Former AFL player Heritier Lumumba says a lack of “anti-racist policies” allowed a culture of discrimination to fester within the Collingwood Football Club, leading to racist jokes and comments.
Lumumba’s claims that he was regularly called “chimp” by other players is now the subject of an internal Collingwood investigation, however current coach Nathan Buckley and his predecessor Mick Malthouse say they never heard the slur.
Speaking to ABC Radio Melbourne on Thursday, Lumumba said he heard jokes about black penises and other comments about racial stereotypes from the beginning of his 10-year stint at the Magpies.
Lumumba said “racist ideas” at Collingwood were “an extension of Australia”.
“We know Australia as a nation has a history of racist policies which create the infrastructure for racist ideas,” he said.
“When I got into the football club at Collingwood in 2004, it had not updated its definitions of racism. It had not continued on that journey and found ways to prevent the racial discrimination that I faced.
“Its inaction was actually a racist policy. It was a lack of implementation of anti-racism policy.
“What would anti-racism policies look like? It would look like more stringent punishment around cases of racial discrimination, around nicknames, around jokes.”
Lumumba said players received yearly education sessions about racism from AFL staff, but “the whole discourse was about not being racist”.
“It wasn’t about being anti-racist,” he said.
Lumumba brushes off Collingwood advances
On Tuesday, Collingwood said in a statement that its club integrity committee would “search for the truth in the matters raised”.
“This is a serious issue. As a board we have come together and unanimously agreed we need to take action. The integrity committee has started to map a way forward,” director Jodie Sizer said.
“We would like to talk with and listen to Heritier because his truth is a critical part of this.”

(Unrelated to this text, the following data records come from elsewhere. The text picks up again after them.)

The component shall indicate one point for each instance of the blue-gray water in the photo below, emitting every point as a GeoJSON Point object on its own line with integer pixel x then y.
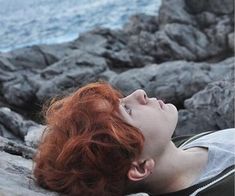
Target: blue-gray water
{"type": "Point", "coordinates": [28, 22]}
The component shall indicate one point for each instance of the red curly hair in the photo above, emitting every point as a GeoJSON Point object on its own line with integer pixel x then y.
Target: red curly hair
{"type": "Point", "coordinates": [87, 149]}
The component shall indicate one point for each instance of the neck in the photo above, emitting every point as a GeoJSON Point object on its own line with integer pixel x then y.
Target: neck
{"type": "Point", "coordinates": [176, 169]}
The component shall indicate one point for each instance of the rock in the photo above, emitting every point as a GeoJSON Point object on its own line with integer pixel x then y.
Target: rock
{"type": "Point", "coordinates": [172, 81]}
{"type": "Point", "coordinates": [215, 6]}
{"type": "Point", "coordinates": [231, 41]}
{"type": "Point", "coordinates": [16, 177]}
{"type": "Point", "coordinates": [184, 56]}
{"type": "Point", "coordinates": [14, 122]}
{"type": "Point", "coordinates": [209, 109]}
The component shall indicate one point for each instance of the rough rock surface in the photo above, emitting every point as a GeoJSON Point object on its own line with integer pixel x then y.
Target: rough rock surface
{"type": "Point", "coordinates": [183, 55]}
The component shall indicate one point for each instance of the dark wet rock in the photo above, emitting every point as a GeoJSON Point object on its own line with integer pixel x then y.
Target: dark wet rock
{"type": "Point", "coordinates": [15, 127]}
{"type": "Point", "coordinates": [183, 55]}
{"type": "Point", "coordinates": [16, 176]}
{"type": "Point", "coordinates": [173, 81]}
{"type": "Point", "coordinates": [210, 109]}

But Lumumba declared that he was “insulted” by Collingwood’s plan to run its own investigation into the racism allegations and would not participate.
He said he had already detailed his account of events to club staff, board members, other players, AFL psychologists and in a 2017 documentary film.
“I have no desire to convince Collingwood of a truth that they already know,” he wrote on Twitter.
Lumumba, who is of Congolese-Brazilian heritage and arrived in Australia aged 3, has been backed by ex-teammates Brent Macaffer and Chris Dawes.
While the alleged comments occurred within the club, Lumumba said he was also approached by Collingwood’s American forward Seamus McNamara who “knew it wasn’t acceptable”.
“He knew it was racism. He spoke to me on a number of occasions about it,” Lumumba said.
The 33-year-old now lives in Los Angeles, where he has protested against police brutality in recent weeks.
“I’m a black man in a world that doesn’t respect my humanity,” Lumumba said.
“There’s a critical mass of people all around the world that are on the streets demanding that racist institutions be held to account and that they do not investigate themselves.
“I don’t see this as: ‘poor me, I feel sorry for myself’.
“This is about something much greater, something that affects so many unfortunate Australians out there.”